La primera reacción de la familia, padre y abuelos, fue de pena, desencanto, desilusión y queja apenas ahogada hacia Dios. ¿Por qué, Señor?, se preguntaba el padre, cristiano de fe arraigada. La hermosura del niño, no conseguía ocultar su mal; lo convertía incluso en una carga menos llevadera.

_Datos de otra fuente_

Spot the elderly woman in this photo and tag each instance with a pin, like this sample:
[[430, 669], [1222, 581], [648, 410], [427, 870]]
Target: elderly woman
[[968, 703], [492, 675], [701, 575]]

Nadie encontraba las palabras adecuadas para comunicar la noticia a la madre, que ya preguntaba cuándo podría tener en sus brazos al último fruto de su vida. La verdad estaba ahí, bien patente, y no cabía ocultarla.
Al fin, su madre y su marido le dieron la noticia, tratando de consolarla, de hacer menos amargo un momento llamado a estar lleno de felicidad.
La madre, sin ocultar una lágrima y sin dudarlo un instante, pidió que le mostraran enseguida a su hijo. Apenas lo vio, lo acarició, lo acunó, lo besó, lo acercó a su pecho. La tristeza del pesar, no consiguió ahogar la alegría de este nuevo fruto del misterio inefable del vivir. Y comentó, ya con una serenidad y una paz que sorprendieron a todos: «Es tan hijo de Dios como nosotros. Y es carne de nuestra carne. Así lo ama Dios, así lo hemos de amar nosotros».
Cerré la carta, y me convencí una vez más de la perenne victoria de la vida sobre la muerte. Y pensé también en los protagonistas de estos cantos del vivir, hombres y mujeres que han conseguido convertir la vida y la muerte en el primer clamor de vida eterna.